At a certain point, the gravity gets so great, that it exerts enough pressure on the center of the mass to cause nuclear fusion. This, in turn, causes more pressure outward, but the force of gravity of the entire mass is great enough to keep it all together. This is when a star is born. The pressure of gravity has caused a gravitational collapse to ignite into a star. The balance of the forces of gravity and heat and pressure are what keep it going. If there wasn't enough pressure outward, it would collapse further into a singularity (a black hole), if there's too much pressure outward, it would either explode (type II supernova) or at least expand outward until balance, what we call hydrostatic equilibrium, is achieved again.
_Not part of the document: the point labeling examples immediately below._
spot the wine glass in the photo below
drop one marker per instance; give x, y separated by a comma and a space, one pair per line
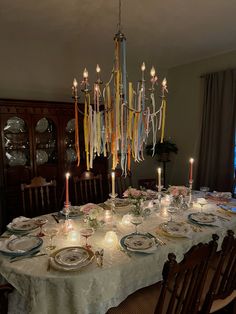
201, 201
51, 230
86, 233
172, 210
40, 222
136, 221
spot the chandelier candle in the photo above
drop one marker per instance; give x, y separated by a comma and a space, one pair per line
113, 184
67, 190
191, 161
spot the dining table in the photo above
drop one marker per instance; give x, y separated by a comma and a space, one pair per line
42, 288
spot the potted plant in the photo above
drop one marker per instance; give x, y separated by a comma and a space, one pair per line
162, 150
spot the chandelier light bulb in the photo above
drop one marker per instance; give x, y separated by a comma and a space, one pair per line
98, 69
143, 67
153, 71
85, 73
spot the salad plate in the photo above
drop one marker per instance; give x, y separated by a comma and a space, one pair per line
203, 218
42, 125
175, 229
71, 258
74, 211
138, 242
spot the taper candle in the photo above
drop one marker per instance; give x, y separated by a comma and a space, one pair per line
191, 161
113, 183
159, 177
67, 188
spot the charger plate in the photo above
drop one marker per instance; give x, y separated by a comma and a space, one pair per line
71, 258
141, 243
175, 229
22, 226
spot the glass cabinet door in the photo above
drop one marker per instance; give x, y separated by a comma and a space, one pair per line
16, 142
46, 142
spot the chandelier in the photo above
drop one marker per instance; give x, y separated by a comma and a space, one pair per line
122, 115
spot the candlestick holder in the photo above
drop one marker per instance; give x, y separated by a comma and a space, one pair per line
190, 193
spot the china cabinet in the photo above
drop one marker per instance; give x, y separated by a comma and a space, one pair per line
37, 139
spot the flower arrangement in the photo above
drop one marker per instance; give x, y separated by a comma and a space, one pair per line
93, 215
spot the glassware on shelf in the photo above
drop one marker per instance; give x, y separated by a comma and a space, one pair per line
86, 233
40, 222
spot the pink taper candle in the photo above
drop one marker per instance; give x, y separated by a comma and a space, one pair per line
67, 188
191, 160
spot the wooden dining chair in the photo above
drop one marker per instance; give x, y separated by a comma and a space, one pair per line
122, 183
222, 288
5, 289
181, 288
88, 188
39, 197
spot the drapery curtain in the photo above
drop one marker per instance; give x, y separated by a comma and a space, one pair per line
216, 155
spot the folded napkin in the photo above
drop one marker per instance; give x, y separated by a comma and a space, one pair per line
4, 244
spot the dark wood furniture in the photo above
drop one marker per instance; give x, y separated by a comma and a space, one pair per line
222, 289
181, 288
88, 188
39, 197
37, 139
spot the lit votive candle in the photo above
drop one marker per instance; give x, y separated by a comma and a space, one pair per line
126, 220
111, 239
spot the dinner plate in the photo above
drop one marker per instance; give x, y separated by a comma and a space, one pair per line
203, 218
71, 267
42, 125
23, 226
71, 256
138, 242
24, 244
74, 211
230, 208
175, 229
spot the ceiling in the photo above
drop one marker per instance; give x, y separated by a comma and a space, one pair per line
170, 32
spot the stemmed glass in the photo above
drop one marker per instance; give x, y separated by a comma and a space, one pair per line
86, 233
172, 210
51, 230
40, 222
136, 221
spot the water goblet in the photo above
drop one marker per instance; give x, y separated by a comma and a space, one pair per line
86, 233
40, 222
172, 210
51, 230
136, 221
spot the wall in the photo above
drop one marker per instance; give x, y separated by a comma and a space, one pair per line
184, 110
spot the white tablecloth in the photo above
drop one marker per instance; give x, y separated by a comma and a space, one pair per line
94, 290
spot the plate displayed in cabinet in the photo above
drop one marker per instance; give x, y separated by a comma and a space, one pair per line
41, 157
70, 126
16, 158
42, 125
15, 125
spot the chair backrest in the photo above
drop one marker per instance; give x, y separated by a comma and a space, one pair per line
183, 282
122, 182
224, 280
88, 188
39, 197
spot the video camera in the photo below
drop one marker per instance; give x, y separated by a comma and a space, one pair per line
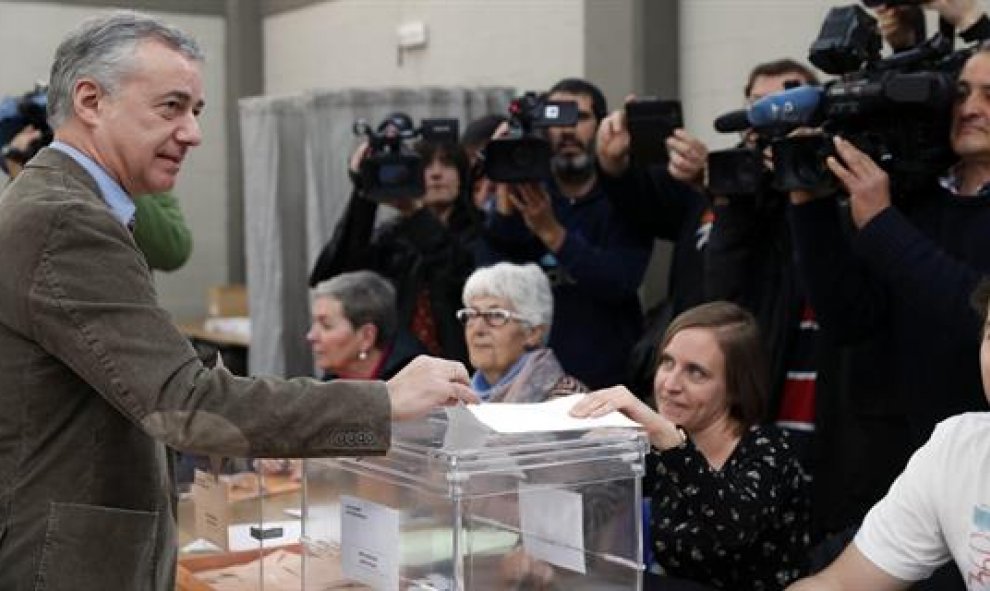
16, 113
524, 155
897, 109
392, 169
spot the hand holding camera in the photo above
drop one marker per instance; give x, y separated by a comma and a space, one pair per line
688, 158
533, 203
867, 184
612, 144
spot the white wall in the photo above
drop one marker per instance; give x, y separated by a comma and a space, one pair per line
27, 49
721, 40
528, 44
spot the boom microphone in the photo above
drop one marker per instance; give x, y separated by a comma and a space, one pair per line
794, 106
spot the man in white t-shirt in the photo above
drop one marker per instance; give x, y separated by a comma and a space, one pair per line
937, 510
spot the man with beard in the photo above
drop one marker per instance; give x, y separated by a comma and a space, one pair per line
594, 260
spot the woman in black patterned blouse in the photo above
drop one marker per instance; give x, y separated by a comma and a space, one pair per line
729, 503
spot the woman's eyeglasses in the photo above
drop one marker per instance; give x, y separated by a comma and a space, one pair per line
494, 317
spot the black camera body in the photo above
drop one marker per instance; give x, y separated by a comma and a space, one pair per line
897, 110
16, 113
392, 169
524, 155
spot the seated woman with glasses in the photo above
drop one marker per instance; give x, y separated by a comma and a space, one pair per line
506, 326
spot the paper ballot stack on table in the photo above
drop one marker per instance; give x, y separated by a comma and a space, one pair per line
553, 415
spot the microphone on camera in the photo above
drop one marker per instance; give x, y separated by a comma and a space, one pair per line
794, 106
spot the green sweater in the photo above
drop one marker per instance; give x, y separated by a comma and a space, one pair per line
161, 232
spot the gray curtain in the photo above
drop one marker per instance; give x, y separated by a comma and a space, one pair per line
296, 187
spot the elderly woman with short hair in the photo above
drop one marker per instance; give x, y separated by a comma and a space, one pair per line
507, 318
355, 333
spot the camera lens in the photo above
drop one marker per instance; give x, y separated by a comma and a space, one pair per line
523, 156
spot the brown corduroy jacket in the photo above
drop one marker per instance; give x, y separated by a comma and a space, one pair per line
95, 381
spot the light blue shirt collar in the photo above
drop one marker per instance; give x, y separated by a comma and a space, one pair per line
120, 204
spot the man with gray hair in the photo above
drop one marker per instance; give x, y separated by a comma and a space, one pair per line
96, 380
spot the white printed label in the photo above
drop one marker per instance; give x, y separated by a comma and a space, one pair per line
369, 543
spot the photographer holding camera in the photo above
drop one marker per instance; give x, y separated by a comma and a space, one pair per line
427, 251
159, 228
594, 259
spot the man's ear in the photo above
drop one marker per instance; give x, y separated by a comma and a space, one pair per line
86, 97
534, 338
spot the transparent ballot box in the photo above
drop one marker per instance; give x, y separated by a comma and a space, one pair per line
447, 509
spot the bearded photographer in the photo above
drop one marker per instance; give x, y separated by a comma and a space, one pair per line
594, 259
427, 251
159, 228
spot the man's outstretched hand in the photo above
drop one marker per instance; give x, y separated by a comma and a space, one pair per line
428, 383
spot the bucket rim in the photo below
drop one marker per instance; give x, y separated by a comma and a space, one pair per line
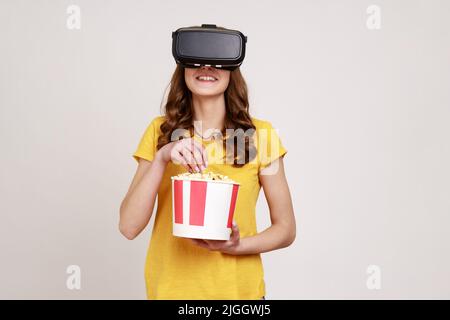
205, 180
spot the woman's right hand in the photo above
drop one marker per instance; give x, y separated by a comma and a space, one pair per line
188, 152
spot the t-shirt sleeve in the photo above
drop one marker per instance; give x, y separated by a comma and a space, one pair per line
269, 145
147, 146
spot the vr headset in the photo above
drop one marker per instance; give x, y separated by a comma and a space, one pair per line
208, 45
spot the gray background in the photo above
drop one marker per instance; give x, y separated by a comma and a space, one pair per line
363, 113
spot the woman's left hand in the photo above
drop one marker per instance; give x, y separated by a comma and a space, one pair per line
226, 246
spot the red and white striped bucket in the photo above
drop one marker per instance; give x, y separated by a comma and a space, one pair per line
203, 209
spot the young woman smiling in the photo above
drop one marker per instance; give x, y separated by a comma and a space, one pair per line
181, 268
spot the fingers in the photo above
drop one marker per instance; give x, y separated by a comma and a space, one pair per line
201, 243
193, 153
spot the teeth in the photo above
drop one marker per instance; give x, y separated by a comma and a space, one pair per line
207, 78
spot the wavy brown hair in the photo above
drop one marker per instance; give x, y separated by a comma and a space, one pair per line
179, 111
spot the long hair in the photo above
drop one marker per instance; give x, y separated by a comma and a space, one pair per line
179, 115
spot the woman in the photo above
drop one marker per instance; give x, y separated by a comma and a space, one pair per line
181, 268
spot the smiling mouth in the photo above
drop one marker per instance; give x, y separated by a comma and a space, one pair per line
206, 78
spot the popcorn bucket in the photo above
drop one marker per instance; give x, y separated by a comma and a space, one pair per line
203, 208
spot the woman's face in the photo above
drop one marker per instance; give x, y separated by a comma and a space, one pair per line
207, 81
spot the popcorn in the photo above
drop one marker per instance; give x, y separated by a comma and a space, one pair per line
205, 176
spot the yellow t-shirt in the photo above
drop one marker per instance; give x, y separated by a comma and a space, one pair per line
178, 269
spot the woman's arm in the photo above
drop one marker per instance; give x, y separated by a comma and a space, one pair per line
137, 206
280, 234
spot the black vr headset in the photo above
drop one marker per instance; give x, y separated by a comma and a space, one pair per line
208, 45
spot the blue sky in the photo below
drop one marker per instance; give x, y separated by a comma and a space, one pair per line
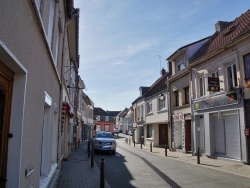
124, 43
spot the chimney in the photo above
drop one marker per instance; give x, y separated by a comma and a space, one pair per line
220, 25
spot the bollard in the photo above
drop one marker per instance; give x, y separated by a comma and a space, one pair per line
102, 173
166, 150
198, 155
92, 157
88, 149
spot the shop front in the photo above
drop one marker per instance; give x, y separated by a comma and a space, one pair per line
219, 126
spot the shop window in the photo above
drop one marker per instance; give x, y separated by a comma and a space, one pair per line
247, 66
149, 131
231, 76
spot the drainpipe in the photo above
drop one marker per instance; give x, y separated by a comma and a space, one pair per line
170, 119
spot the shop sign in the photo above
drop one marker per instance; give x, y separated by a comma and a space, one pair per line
213, 84
178, 117
221, 100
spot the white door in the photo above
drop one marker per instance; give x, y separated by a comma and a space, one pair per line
219, 126
232, 136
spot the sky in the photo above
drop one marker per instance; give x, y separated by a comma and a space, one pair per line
123, 44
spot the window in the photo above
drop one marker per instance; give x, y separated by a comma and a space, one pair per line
180, 64
149, 107
215, 74
202, 86
149, 131
98, 128
231, 76
107, 128
186, 90
161, 103
247, 66
176, 95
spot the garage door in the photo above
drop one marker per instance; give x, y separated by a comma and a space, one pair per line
232, 136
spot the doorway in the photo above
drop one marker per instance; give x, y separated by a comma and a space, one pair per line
163, 135
6, 84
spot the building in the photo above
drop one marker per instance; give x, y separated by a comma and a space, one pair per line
103, 120
179, 92
220, 101
35, 47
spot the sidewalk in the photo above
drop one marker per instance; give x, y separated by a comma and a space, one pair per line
77, 170
221, 164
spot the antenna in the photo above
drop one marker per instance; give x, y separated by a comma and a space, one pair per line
160, 61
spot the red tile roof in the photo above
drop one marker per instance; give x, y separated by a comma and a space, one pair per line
219, 40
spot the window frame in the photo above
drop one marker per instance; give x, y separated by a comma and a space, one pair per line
231, 82
246, 59
149, 107
202, 90
161, 103
177, 100
186, 95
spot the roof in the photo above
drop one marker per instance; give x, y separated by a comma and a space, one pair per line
100, 112
187, 45
233, 31
113, 113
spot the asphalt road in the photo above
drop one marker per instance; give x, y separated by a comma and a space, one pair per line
131, 167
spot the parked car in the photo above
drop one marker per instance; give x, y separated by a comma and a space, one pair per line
104, 141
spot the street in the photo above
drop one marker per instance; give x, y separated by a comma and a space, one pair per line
131, 167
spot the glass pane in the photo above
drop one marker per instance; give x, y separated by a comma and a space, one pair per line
229, 77
201, 86
247, 66
2, 100
235, 75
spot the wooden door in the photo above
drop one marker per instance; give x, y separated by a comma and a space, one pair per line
163, 134
6, 83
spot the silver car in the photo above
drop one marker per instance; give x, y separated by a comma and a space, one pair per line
104, 141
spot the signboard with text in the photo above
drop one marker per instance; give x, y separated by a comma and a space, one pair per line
213, 84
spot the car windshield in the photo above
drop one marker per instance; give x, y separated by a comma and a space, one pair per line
104, 135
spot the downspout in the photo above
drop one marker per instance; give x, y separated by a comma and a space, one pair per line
59, 154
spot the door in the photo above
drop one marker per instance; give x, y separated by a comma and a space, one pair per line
232, 137
220, 145
6, 83
188, 135
163, 134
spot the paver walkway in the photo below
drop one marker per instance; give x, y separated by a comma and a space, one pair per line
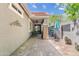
64, 49
36, 47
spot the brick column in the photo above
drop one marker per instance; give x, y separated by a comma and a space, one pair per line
45, 31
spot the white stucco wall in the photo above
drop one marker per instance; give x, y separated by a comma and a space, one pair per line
12, 36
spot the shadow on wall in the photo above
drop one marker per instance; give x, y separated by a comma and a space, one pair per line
16, 23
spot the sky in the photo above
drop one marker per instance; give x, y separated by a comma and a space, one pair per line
50, 8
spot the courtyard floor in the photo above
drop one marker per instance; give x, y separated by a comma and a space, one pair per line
36, 47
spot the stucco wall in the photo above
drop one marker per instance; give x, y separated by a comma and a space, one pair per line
12, 35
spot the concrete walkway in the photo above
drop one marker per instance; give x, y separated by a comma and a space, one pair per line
36, 47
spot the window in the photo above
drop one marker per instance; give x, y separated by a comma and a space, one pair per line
66, 27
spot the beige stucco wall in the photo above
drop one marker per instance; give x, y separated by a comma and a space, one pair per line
12, 36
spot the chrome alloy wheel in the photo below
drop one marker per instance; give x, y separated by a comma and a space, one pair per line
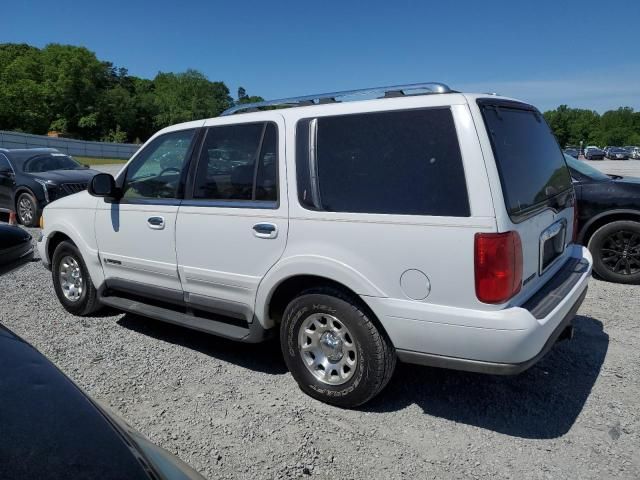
327, 349
25, 210
70, 277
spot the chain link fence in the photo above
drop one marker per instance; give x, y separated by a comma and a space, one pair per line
69, 146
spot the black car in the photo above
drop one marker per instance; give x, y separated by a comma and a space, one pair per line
608, 221
574, 152
617, 153
32, 178
15, 247
594, 154
51, 429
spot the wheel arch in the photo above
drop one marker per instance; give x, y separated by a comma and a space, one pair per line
296, 274
19, 191
602, 219
58, 232
53, 241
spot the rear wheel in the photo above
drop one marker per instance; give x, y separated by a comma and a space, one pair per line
334, 350
616, 251
27, 210
71, 281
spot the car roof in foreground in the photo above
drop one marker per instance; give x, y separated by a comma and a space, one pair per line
345, 107
50, 429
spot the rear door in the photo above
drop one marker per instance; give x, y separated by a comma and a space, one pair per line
534, 195
233, 224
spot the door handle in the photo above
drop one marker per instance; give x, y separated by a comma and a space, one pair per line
265, 230
155, 223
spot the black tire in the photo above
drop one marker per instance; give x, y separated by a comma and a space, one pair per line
87, 303
616, 251
27, 203
376, 357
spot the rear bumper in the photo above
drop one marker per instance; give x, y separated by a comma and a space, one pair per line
506, 341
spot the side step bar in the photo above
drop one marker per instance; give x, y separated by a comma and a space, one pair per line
253, 333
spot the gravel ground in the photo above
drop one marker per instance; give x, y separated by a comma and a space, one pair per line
232, 411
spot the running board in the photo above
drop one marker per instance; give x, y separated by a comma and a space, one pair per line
253, 333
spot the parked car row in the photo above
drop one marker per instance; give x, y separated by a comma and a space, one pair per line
608, 221
592, 152
32, 178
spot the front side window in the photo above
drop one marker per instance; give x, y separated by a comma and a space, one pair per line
155, 172
50, 162
5, 166
238, 162
405, 162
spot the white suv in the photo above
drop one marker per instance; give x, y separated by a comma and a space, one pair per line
425, 225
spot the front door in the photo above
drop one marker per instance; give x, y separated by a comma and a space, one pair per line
136, 235
7, 180
232, 226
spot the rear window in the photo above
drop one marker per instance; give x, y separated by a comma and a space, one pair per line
405, 162
531, 165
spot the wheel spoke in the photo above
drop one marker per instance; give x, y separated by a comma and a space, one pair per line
327, 349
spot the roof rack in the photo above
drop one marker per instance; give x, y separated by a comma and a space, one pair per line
323, 98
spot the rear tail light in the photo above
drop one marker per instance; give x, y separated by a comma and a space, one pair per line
498, 266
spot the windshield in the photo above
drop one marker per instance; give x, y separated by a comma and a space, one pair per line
584, 169
531, 165
46, 163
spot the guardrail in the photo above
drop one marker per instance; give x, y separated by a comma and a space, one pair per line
69, 146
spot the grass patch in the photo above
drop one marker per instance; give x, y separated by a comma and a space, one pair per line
99, 161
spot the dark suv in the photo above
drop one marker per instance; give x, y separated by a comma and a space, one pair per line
32, 178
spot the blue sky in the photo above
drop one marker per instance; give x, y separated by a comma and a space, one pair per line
582, 53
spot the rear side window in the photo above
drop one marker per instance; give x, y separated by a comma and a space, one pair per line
405, 162
531, 165
238, 162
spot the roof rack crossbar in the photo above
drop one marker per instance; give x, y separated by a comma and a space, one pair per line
323, 98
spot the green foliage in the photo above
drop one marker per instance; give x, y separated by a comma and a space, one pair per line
116, 136
614, 127
67, 89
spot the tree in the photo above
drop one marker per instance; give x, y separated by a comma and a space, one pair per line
244, 98
180, 97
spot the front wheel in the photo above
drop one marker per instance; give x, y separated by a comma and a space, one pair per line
334, 350
71, 281
27, 210
616, 251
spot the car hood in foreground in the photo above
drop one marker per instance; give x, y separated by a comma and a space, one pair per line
66, 176
51, 429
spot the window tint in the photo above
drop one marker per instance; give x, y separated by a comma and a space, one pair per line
156, 171
54, 161
233, 159
404, 162
531, 165
5, 166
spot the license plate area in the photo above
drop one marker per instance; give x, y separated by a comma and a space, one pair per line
552, 244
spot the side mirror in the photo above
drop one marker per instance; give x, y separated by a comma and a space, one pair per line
103, 185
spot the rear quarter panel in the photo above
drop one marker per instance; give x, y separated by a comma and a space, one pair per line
370, 252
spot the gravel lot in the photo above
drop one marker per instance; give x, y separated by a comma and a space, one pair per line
232, 411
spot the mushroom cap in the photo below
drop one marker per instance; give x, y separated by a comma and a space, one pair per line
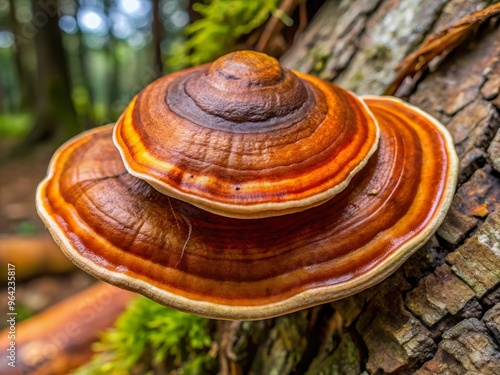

As a star ages and burns through its supply of hydrogen, the equilibrium changes and at some point it begins to burn helium. After that, carbon. Depending on the original mass, it may fuse other materials up to iron.

In some stars, the mass is enough that when the fusion can no longer be supported, there is no longer enough outward pressure, and the core collapses in on itself. The gravity increases as it shrinks, and there's not enough heat or pressure to overcome it. It collapses to a point of infinite density and becomes a gravitational singularity and a black hole is created. In other stars, the mass isn't quite enough to keep collapsing, and the pressure overcomes it in a massive explosion (type II supernova). In other stars, the star belches out wave after wave of gas as it expands and contracts, finally belching enough away to no longer have enough reactive mass. It shrinks down into a white dwarf - a hot ball of atomic particles that slowly cools over billions and billions of years until they are no longer luminous, becoming a black dwarf (the time for this to occur is believed to be so long that there are, as yet, no black dwarfs in the universe... but there someday should be, long, long in the future).

So, to circle back to the original questions... why doesn't the sun explode, and why doesn't the hydrogen in the sun explode... the main reason is gravity. It reaches a balance. The heat and pressure pushing are balanced against the gravity pulling in. There is no chemical oxidation going on, because the atoms of hydrogen are being fused into helium and there's little oxygen to be consumed in the oxidation process to begin with. Someday we expect the sun will run out of hydrogen to burn. As it starts burning helium, it will expand out past the orbit of Mars, then at some point it will shed its cooler, outer layers and contract into a white dwarf which will slowly cool down to a dying ember in the ever darkening universe.